Walls Like These
The house is well preserved.
Fresh barn red paint, a garden
well-tended. Linen curtains grace the windows.
You can see a teapot. Cups with cotton napkins.
A small pot of flowers. Just inside the window.
Beyond the flowers, darkness.
You have lived inside walls like these.
Sat inside the walls in the darkness, looking out,
the facade fresh, perfect, no signs
of the jail you lived in. A jail
of your own brokenness, A jail that kept you
inside, from fear of the scars too bright, too raw,
sure that they could see.
Sure that they were somehow
scarless themselves.
You are older now, as you walk past these perfect walls.
The broken pieces have cleared your vision
you understand scars are common,
it is the unmarred who are rare. Perhaps extinct.
and so, as you walk past the perfect house,
you have an urge
to walk to the windows and throw them up,
letting the fresh air in and the prisoners out;
to open the door and yell, “Escape!”
“There is, you are, more beauty than you can see
in your pitted mirrors and darkened rooms!
And you, scars and all, are part of that beauty.”
A face shows up in the window. They wave.
I wave. I wave them out. They shake their head
and stay.
It’s a charade we play each day I walk past.
I wave. They stay.
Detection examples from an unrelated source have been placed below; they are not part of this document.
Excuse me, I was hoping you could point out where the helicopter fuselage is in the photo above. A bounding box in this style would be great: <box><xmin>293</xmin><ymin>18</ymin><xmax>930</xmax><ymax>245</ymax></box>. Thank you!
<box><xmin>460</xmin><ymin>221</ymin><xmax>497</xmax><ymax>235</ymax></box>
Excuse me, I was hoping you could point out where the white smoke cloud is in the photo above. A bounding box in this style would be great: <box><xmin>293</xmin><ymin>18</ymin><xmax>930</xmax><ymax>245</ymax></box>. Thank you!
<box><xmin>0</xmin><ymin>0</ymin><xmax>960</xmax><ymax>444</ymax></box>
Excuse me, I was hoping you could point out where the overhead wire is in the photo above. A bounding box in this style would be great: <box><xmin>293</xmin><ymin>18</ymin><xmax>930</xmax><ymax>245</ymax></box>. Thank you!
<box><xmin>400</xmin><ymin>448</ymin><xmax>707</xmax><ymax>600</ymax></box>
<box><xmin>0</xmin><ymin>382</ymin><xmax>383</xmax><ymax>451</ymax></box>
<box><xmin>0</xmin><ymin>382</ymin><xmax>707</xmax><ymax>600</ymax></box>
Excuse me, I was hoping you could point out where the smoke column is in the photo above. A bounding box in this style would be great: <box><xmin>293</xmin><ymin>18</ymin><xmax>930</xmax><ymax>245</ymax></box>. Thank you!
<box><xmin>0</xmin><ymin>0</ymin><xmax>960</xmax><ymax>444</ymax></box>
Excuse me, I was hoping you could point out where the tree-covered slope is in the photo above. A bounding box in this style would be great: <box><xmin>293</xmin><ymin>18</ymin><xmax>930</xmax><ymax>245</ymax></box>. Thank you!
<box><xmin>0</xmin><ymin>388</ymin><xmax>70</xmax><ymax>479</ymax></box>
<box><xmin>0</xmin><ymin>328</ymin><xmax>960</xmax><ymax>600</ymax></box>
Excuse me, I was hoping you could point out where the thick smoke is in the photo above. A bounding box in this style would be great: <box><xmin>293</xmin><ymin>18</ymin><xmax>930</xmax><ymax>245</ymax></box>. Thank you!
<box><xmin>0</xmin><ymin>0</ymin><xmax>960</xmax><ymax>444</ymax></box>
We both smile,
safe in our secret knowledge,
but less so than we think.
About this poem
I photograph a lot of windows. I think it is because that is how I felt once, on the inside, looking out, sure the world was more than I could take, sure it was a place I did not deserve.
Tom
PS: The picture is of the nearby Wilson Homestead. It’s a lovely old place. I took a Colonial Cooking class there once and they showed us the whole house full of 18th Century Antiques. They also run a used book store/antique shop out of a back barn.